5. The method of any one of claims 1 to 4, further comprising:

detecting the interest region of the first image, and determining the interest region in the first image;

and determining a first key point of the first image according to the interest region in the first image.

6. The method according to any one of claims 1 to 5, wherein the obtaining of the conversion relationship between the image coordinates of the first image and the image coordinates of the second image according to the image features of the first image and the image features of the second image comprises:

inputting the image features of the first image and the second image into a registration layer of a trained image registration network to obtain a conversion relation between the image coordinates of the first image and the image coordinates of the second image, wherein the image registration network is obtained based on back propagation of network loss, and the network loss is determined based on output results obtained by registering sample images acquired from a plurality of scenes and pre-acquired annotation information.

7. The method of claim 6, further comprising:

acquiring sample images acquired in a plurality of scenes, wherein the sample images comprise a first sample and a second sample acquired simultaneously in the same scene;

inputting the first sample and the second sample into an image registration network to obtain an output result of the image registration network;

determining the network loss of the image registration network according to a comparison result between the output result and the annotation information, wherein the annotation information comprises a conversion relation between the image coordinate of the first sample and the image coordinate of the second sample;

carrying out back propagation on the network loss to obtain an image registration network after one round of training;

and performing multiple rounds of training on the image registration network to obtain the trained image registration network.
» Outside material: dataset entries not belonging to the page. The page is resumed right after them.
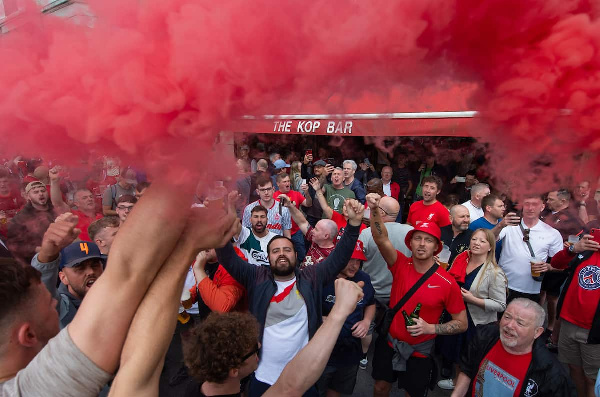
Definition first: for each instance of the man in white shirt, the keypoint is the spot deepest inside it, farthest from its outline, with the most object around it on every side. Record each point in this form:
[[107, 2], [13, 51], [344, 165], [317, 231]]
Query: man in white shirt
[[515, 258], [478, 192]]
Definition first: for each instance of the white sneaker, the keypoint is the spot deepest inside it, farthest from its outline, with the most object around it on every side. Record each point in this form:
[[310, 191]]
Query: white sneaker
[[446, 384], [363, 363]]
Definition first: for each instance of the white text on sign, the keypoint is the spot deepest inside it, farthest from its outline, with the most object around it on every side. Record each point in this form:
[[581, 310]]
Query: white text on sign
[[313, 126]]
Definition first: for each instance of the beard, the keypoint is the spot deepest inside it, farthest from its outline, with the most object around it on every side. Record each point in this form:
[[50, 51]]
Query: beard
[[282, 270]]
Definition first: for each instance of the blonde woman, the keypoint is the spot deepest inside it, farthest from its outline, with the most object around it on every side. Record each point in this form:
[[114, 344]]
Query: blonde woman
[[483, 286], [295, 176]]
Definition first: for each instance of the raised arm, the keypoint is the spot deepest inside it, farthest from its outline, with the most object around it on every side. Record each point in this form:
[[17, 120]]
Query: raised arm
[[154, 323], [296, 214], [379, 231], [339, 258], [55, 193], [308, 365], [159, 218]]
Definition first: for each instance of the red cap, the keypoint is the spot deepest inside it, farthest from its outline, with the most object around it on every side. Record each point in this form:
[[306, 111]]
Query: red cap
[[359, 251], [429, 228]]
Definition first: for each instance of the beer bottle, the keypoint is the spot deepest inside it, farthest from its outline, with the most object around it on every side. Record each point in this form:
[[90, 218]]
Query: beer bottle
[[407, 320], [415, 313]]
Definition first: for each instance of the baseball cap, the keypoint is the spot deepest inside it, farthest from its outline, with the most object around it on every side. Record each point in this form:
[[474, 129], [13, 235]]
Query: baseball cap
[[279, 164], [359, 251], [79, 251], [33, 185], [429, 228]]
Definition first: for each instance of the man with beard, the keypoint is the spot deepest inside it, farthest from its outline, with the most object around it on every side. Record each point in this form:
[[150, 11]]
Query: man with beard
[[457, 235], [83, 200], [253, 241], [405, 353], [510, 360], [78, 265], [27, 228], [429, 209], [286, 300]]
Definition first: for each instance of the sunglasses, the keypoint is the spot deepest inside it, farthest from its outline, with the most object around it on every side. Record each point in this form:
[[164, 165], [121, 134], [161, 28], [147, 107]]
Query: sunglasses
[[253, 352], [526, 235]]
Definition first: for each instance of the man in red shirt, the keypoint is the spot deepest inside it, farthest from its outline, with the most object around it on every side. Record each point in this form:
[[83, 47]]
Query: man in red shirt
[[284, 184], [579, 311], [507, 361], [405, 354], [429, 209], [83, 200]]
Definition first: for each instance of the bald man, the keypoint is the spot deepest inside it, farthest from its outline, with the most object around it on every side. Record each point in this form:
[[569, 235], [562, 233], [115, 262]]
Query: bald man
[[457, 234]]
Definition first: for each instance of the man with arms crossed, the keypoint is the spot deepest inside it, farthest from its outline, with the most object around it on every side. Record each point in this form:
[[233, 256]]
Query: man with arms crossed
[[405, 353]]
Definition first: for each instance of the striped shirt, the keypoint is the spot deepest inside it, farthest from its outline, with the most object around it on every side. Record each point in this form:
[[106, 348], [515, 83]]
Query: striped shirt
[[275, 223]]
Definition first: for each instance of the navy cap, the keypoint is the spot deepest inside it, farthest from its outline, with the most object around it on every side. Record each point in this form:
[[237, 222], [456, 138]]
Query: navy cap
[[79, 251]]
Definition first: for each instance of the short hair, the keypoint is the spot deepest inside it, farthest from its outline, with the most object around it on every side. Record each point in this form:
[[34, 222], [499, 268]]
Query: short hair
[[141, 186], [259, 208], [540, 313], [263, 179], [489, 201], [127, 198], [563, 194], [262, 163], [281, 176], [15, 290], [433, 179], [351, 162], [478, 188], [277, 238], [218, 345], [98, 225]]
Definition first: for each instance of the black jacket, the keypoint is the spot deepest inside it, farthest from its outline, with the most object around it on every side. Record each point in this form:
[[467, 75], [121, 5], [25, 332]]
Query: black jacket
[[261, 287], [594, 335], [546, 377]]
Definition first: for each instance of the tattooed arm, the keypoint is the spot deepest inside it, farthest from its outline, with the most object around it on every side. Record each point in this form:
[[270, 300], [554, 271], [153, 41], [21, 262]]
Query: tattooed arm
[[457, 325], [379, 231]]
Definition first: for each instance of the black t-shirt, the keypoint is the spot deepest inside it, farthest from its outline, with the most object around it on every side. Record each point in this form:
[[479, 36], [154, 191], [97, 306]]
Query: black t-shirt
[[457, 244]]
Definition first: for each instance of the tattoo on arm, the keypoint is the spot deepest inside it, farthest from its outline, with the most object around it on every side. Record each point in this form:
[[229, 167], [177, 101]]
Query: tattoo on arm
[[450, 328], [378, 227]]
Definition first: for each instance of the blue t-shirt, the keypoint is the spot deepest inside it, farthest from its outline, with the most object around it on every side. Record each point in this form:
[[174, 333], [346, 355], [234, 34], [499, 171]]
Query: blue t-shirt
[[483, 223], [347, 350]]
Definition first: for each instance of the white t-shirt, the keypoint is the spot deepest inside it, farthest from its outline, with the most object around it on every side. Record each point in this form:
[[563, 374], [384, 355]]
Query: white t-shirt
[[254, 247], [514, 260], [474, 212], [286, 331]]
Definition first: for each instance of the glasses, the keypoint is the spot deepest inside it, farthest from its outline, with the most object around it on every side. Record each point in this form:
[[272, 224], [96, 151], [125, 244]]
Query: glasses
[[526, 235], [253, 352]]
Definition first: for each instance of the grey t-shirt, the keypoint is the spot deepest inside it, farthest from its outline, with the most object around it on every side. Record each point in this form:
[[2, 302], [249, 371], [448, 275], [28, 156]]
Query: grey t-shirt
[[375, 265], [112, 194], [60, 370]]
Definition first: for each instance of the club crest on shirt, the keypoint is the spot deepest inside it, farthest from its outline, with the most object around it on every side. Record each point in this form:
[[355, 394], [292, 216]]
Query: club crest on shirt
[[589, 278], [531, 389]]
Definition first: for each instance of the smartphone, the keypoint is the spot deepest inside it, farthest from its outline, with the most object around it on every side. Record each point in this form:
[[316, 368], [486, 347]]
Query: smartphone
[[596, 235]]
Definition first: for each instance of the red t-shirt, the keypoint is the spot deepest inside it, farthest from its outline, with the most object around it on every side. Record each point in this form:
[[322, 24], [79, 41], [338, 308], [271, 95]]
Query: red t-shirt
[[436, 212], [84, 222], [341, 222], [439, 292], [583, 294], [315, 254], [297, 198], [501, 373]]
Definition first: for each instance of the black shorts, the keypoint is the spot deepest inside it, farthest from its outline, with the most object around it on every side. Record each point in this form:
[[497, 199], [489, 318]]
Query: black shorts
[[552, 282], [415, 380], [341, 380]]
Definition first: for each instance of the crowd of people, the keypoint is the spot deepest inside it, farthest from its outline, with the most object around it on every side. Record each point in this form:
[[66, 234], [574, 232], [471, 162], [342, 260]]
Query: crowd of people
[[282, 279]]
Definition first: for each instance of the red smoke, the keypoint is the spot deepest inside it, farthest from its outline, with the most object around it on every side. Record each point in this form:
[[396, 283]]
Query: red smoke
[[158, 79]]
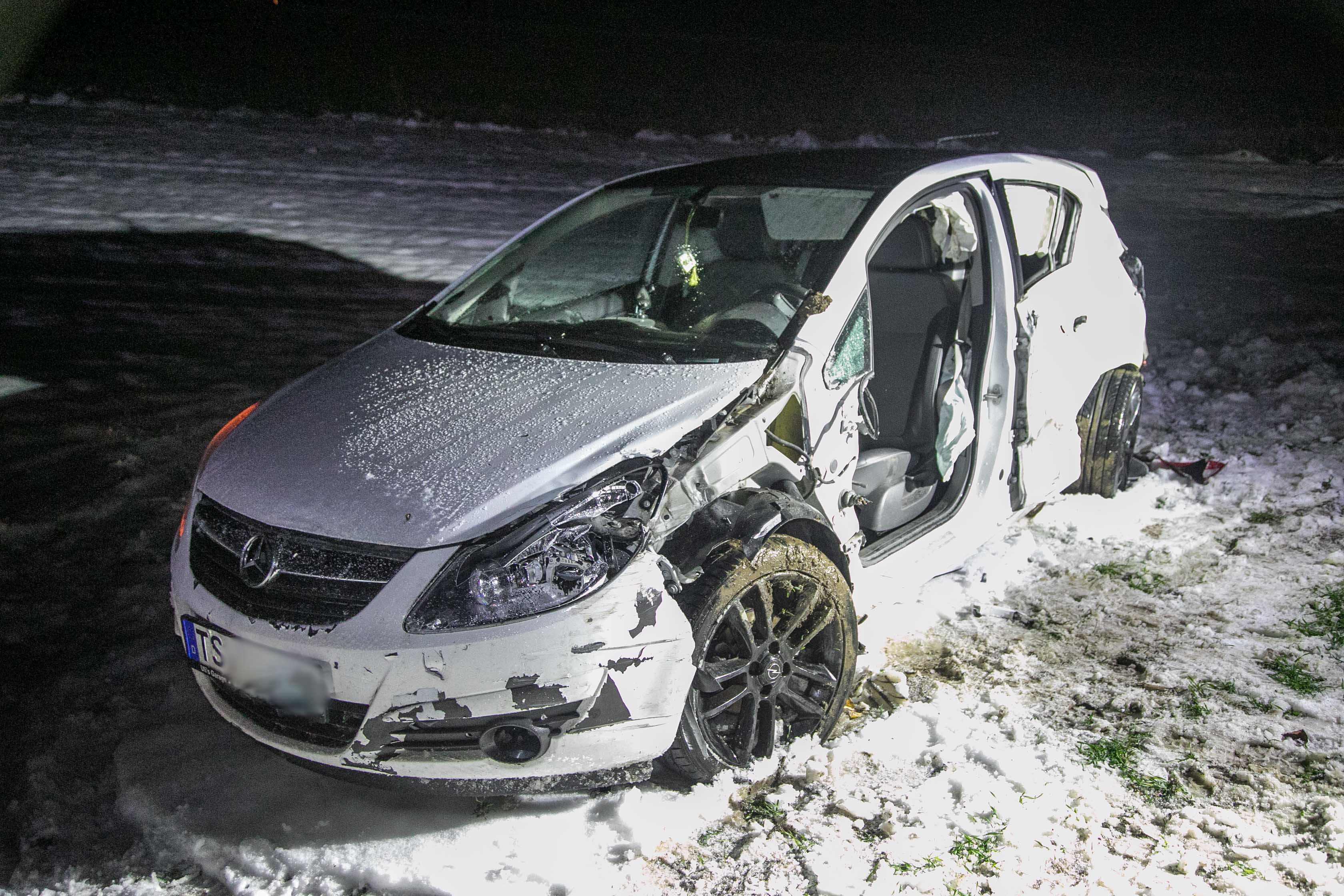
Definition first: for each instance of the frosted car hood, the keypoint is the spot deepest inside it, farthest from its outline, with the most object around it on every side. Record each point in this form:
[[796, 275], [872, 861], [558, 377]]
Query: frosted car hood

8. The method of claim 6 or 7, wherein the plurality of scenes includes a first scene and does not include a second scene, the method further comprising:

under the condition that the scene is converted from a first scene to a second scene, acquiring a sample image of the second scene;

updating the image registration network based on the sample image of the second scene to obtain an updated image registration network;

and carrying out image registration on the two images synchronously acquired in the second scene through the updated image registration network.

9. An image registration apparatus, comprising:

10. An electronic device, comprising:

a processor;

a memory for storing processor-executable instructions;

wherein the processor is configured to invoke the memory-stored instructions to perform the method of any of claims 1 to 9.

11. A computer readable storage medium having computer program instructions stored thereon, which when executed by a processor implement the method of any one of claims 1 to 9.